Lewis Hamilton made it very clear that he wanted him to stay, and said that the team leader had been instrumental in his decision to join the team from McLaren in 2012.

"We had some really good conversations when we sat together before I made my decision, as I did with Niki Lauda,” he said. “Ross took me through the team’s plans and where they were going and was very influential in bringing me there. He's a great boss and I enjoy working with him. I don't know what his plans are for the future, but I'd like him to stay.

"Ross is very competitive, as were Ron Dennis and Martin Whitmarsh. I grew up with Ron, and also with Martin. He was very much a part of that beneath Ron and took control of my direction. They were both like parents to me.

“Ross is a very, very friendly guy and I grew up watching him on TV and so I already had an idea of his personality. He's a very easy-going, very approachable, and he's very much responsible for the atmosphere he has helped create in the team. He’s also very technical and has direct input into all the briefs and strategies and how to work the team. Those are things that I see as his strengths."

Team mate Nico Rosberg echoed Hamilton's sentiments.

"For me, it would be great if he stays because I get on well with him and I think he's a great team principal," he said. "At the same time, I have confidence in the team leadership's ability to make sure that we have a solid future whatever his decision is because we have a lot of great strength in the team as it is now.

"People respect Ross and he respects people, so it goes both ways. The mentality he brings to the team is very strong - and his general competence of course."

Rosberg also said that Mercedes knows why his front wing failed in Korea, costing him the chance of a podium finish. "The design has been the same for eight years and has never been a problem, it's just a very strange, unusual thing. I know what it was but I don't know what to share. There was a fault in the material and that was it."

The failure affected one side of the wing, and recurrence is not expected despite the rigours of high-downforce Suzuka, where both Hamilton and Rosberg expect their W04 to be competitive despite the traction problem in Korea.

"It's difficult to say at the moment which tracks suits our car and which not," Rosberg admitted. "If you look at Singapore, we were quickest except for Red Bull, so you can't say our traction is a disaster because Singapore is all about traction.
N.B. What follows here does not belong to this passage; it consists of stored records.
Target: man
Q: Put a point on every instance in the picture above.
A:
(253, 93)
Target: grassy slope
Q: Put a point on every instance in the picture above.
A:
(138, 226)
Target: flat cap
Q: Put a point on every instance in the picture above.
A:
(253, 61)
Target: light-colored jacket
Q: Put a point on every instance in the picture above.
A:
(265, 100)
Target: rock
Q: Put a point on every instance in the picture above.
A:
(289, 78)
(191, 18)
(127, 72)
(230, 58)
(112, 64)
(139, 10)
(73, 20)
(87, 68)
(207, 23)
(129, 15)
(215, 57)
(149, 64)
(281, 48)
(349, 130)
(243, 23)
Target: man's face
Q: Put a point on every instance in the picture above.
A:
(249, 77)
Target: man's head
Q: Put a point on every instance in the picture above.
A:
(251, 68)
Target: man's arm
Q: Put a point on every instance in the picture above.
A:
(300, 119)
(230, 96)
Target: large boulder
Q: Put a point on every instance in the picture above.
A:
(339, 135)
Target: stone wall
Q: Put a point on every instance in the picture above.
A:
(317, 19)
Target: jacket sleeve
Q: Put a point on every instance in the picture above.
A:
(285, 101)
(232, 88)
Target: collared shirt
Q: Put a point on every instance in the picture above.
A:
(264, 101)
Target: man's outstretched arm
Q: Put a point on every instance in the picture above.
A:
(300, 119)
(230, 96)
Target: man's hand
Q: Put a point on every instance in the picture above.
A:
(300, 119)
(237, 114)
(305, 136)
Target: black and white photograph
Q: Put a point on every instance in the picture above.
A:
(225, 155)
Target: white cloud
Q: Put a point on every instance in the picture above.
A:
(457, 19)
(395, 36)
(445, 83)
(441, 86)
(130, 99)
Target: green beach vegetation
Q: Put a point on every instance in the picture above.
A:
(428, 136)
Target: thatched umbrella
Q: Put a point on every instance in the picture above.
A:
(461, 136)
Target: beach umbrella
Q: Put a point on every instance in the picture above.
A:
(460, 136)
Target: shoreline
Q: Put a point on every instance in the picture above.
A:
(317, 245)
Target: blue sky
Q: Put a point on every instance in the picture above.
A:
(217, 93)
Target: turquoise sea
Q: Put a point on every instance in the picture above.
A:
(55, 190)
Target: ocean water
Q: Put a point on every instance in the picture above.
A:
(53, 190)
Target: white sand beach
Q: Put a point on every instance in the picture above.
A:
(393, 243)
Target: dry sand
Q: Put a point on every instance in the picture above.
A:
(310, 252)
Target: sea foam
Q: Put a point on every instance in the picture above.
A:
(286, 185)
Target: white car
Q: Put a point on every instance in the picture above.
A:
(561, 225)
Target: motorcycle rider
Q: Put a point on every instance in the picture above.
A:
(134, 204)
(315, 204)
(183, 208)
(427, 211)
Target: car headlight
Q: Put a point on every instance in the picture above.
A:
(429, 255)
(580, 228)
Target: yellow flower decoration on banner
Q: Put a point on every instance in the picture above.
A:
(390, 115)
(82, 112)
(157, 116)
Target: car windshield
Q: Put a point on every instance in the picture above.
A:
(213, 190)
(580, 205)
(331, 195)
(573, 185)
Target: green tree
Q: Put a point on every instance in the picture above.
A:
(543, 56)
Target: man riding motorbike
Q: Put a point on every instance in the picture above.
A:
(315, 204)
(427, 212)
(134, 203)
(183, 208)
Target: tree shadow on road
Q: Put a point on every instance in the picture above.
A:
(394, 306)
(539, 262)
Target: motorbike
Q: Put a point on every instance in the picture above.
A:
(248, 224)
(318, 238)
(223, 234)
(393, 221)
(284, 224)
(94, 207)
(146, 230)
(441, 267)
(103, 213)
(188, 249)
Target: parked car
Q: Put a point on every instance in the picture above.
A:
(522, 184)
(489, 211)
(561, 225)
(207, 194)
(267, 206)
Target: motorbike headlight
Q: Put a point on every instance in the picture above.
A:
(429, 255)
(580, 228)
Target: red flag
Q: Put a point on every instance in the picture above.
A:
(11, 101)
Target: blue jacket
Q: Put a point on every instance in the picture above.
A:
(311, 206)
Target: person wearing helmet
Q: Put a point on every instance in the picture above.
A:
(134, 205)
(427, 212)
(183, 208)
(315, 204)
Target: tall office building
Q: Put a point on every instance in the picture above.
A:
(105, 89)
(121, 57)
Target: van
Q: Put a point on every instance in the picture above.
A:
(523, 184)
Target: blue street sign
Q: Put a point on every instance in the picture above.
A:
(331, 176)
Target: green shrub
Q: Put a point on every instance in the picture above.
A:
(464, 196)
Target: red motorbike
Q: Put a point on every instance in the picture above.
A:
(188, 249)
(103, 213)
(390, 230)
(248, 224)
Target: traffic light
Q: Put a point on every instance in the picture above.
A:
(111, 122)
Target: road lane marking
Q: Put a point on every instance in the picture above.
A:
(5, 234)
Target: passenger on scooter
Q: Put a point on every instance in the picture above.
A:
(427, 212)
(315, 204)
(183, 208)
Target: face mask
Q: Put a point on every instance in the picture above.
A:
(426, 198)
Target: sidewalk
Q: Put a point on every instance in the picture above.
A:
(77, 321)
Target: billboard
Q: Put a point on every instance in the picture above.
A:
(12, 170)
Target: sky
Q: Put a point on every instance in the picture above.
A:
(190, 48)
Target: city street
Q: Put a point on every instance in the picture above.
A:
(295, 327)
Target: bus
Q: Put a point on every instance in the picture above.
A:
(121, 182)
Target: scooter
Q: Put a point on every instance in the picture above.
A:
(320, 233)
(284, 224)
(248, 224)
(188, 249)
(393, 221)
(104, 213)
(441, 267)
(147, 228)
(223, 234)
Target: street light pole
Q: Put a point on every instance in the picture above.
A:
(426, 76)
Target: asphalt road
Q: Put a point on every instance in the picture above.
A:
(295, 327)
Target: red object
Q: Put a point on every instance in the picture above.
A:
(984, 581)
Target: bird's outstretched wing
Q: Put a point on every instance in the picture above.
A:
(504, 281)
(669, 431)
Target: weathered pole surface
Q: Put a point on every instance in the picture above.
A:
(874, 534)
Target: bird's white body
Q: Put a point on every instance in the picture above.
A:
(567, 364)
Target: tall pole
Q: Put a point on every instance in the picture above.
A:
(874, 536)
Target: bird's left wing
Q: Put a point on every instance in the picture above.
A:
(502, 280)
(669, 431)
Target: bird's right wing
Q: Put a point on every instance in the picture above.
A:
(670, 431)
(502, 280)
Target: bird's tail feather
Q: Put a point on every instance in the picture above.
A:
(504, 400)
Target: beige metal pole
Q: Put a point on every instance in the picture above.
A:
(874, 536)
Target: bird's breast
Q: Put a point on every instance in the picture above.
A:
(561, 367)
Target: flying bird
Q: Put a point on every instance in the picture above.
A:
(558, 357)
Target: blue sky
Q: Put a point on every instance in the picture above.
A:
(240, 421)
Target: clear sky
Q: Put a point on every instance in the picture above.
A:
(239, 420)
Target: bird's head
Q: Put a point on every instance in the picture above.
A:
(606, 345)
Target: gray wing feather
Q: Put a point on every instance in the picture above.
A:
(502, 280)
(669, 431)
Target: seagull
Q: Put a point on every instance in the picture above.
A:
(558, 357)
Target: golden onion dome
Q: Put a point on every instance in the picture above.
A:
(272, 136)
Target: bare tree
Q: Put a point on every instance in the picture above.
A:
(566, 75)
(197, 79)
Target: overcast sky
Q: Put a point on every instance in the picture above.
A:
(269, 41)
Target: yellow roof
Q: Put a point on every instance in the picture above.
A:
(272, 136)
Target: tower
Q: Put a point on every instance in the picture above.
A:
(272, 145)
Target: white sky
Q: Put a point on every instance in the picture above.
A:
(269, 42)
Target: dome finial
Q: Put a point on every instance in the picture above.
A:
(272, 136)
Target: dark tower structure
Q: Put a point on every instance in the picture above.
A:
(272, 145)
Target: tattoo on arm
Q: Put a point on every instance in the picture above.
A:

If anything, maybe my tendency would be to think that high-speed corners are even better for us so this should be a good track."

“We were very strong in the middle sector in Korea,” Hamilton said, “and that’s all about balance and the compromise you make between the different sectors. I’m sure that the traction problem will be there, but we are very good on high-downforce tracks so we should be good this weekend. But we have to see where we are with Red Bull because they are always quick everywhere.”

When asked who else might win here, Hamilton had replied tongue-in-cheek: “Mark,” meaning Mark Webber. But the Australian may face a fresh challenge over the final races. He is relatively heavy at 77 kg, compared to Sebastian Vettel at 72, and his special lightweight RB9 chassis was destroyed by the collision with Adrian Sutil in Korea. The German’s Force India punctured the Red Bull’s monocoque, prior to the fire which then damaged it further, and a new standard chassis has been shipped out for Webber to drive in the final five races, putting him at a small disadvantage. This will be fitted with the same engine and gearbox he used in Korea.

With only four podiums under his belt in 2013, Webber is keen to end his F1 career with a final victory, which would bring his tally to 10.

"The pace hasn't been too bad but we know we've missed a huge amount of points this year through a lot of misfortune," he said. "I'm looking forward to Brazil in lots of ways in terms of getting more results and having more races to get a nicer finish to the year than we have had in this middle part. Just some smooth weekends, that's all we need to be able to get some nice results. There have been quite a few challenging technical issues which have been difficult to address. Given that it has been quite stagnant in terms of technical development, there have been a few problems that have slipped through the net in the last six months, which have been surprising to a few of us."